Self-evaluating interview for AI coders

https://huggingface.co/spaces/mike-ravkine/can-ai-code-results

MIT License

513 stars 29 forks source link

Any full report or paper arxiv? #152

Closed zhimin-z closed 7 months ago

the-crypt-keeper commented 7 months ago

This is a perpetual project, the latest reports can be seen on the leaderboard page: https://huggingface.co/spaces/mike-ravkine/can-ai-code-results

No plans for a paper I'm afraid, I am a hobbyist with no academic affiliation.

zhimin-z commented 7 months ago

This is a perpetual project, the latest reports can be seen on the leaderboard page: https://huggingface.co/spaces/mike-ravkine/can-ai-code-results

No plans for a paper I'm afraid, I am a hobbyist with no academic affiliation.

So the leaderboard is basically the de facto report?

the-crypt-keeper commented 7 months ago

@zhimin-z Yes the leaderboard is the report.
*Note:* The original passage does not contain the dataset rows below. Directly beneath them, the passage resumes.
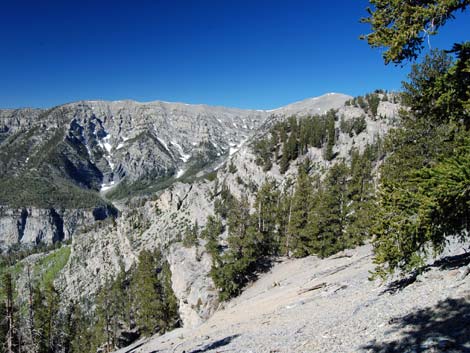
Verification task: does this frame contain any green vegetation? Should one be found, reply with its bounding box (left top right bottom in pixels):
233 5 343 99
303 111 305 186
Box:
361 0 470 64
252 110 338 174
200 142 381 300
363 0 470 277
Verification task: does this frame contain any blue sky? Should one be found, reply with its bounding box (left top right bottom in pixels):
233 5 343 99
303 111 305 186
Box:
0 0 470 109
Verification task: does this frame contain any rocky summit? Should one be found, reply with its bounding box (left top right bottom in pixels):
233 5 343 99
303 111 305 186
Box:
0 90 470 353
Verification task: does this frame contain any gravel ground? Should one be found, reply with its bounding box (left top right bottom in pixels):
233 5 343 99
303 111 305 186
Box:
114 245 470 353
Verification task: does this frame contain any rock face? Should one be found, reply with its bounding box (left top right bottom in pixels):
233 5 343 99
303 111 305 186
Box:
113 241 470 353
4 94 404 327
0 206 102 249
168 246 218 327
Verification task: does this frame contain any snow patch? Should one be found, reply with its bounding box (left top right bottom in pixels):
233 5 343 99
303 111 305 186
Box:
176 168 186 179
228 138 247 156
157 136 171 154
171 141 191 163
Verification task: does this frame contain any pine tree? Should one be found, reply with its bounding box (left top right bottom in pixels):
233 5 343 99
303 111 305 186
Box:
254 181 280 255
286 167 313 257
0 272 18 353
132 250 164 336
306 163 348 257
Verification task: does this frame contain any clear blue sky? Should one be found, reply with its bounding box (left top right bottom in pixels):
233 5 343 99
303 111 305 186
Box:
0 0 470 109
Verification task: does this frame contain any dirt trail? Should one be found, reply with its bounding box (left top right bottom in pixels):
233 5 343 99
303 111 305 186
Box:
115 245 470 353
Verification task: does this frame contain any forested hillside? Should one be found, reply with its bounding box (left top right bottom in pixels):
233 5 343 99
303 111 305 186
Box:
0 0 470 353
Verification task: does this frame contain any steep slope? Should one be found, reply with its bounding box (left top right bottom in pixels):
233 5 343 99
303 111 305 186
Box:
0 95 406 352
114 243 470 353
0 95 350 247
49 93 398 327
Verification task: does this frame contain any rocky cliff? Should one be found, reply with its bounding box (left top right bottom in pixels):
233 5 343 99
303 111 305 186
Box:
0 94 399 336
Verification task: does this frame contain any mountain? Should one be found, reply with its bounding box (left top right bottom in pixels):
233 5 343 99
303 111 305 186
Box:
0 93 400 352
0 94 351 247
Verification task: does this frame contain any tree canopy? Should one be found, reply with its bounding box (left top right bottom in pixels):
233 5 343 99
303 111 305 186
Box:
361 0 470 64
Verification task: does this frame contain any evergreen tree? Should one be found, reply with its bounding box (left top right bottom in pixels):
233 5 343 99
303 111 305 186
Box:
0 272 18 353
361 0 470 64
132 250 163 336
34 282 60 353
306 163 350 257
254 181 280 255
286 167 313 257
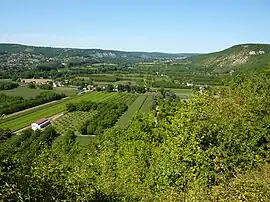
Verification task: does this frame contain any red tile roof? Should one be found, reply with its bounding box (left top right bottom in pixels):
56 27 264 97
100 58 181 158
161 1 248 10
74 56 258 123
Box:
35 118 48 125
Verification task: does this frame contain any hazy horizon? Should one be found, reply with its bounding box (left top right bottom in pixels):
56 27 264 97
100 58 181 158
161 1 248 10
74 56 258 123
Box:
0 0 270 53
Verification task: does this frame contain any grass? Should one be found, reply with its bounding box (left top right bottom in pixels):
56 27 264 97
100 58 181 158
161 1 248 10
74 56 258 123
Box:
116 95 147 126
166 88 193 99
0 79 12 82
52 111 95 134
52 93 138 134
53 87 77 97
0 86 45 99
139 95 154 112
0 86 76 99
0 92 117 131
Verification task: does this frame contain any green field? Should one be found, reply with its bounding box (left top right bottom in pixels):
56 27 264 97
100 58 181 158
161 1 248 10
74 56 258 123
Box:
117 95 148 126
0 86 45 99
139 95 154 112
0 92 118 131
52 111 95 134
52 93 138 134
0 86 76 99
165 88 193 99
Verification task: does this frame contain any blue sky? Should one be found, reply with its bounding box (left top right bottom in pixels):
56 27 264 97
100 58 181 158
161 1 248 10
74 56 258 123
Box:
0 0 270 53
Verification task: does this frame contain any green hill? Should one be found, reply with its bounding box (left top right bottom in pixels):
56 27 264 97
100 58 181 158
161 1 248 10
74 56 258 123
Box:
0 43 192 60
190 44 270 73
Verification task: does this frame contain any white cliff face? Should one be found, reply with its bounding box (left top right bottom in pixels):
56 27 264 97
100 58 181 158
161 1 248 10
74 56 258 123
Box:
248 51 256 55
249 51 265 55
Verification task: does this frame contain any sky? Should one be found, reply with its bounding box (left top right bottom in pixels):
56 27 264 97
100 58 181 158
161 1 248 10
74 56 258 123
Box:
0 0 270 53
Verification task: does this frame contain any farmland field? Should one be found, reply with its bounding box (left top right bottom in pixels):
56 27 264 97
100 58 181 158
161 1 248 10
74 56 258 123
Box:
0 86 76 99
0 92 118 131
0 86 45 99
139 95 153 112
52 111 95 134
165 88 193 99
117 95 147 126
52 93 138 134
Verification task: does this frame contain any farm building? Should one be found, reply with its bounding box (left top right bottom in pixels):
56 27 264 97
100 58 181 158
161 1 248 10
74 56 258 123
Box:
31 118 51 130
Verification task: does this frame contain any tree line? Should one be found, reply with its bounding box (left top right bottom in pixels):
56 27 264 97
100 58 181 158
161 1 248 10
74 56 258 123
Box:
0 72 270 201
67 102 128 135
0 92 66 115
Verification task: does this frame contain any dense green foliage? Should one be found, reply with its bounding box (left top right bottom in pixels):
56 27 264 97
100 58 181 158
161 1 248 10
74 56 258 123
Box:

Note there two interviews in there, "junior-v2" is the original simple one, which most modern models can easily pass, and "senior" is a new much more difficult one that most models are failing. I am still working on senior, need to add more tasks.

All the evaluation data is available inside the results/ folder of the repo if you'd like to dig deeper into why a particular model has the score it does.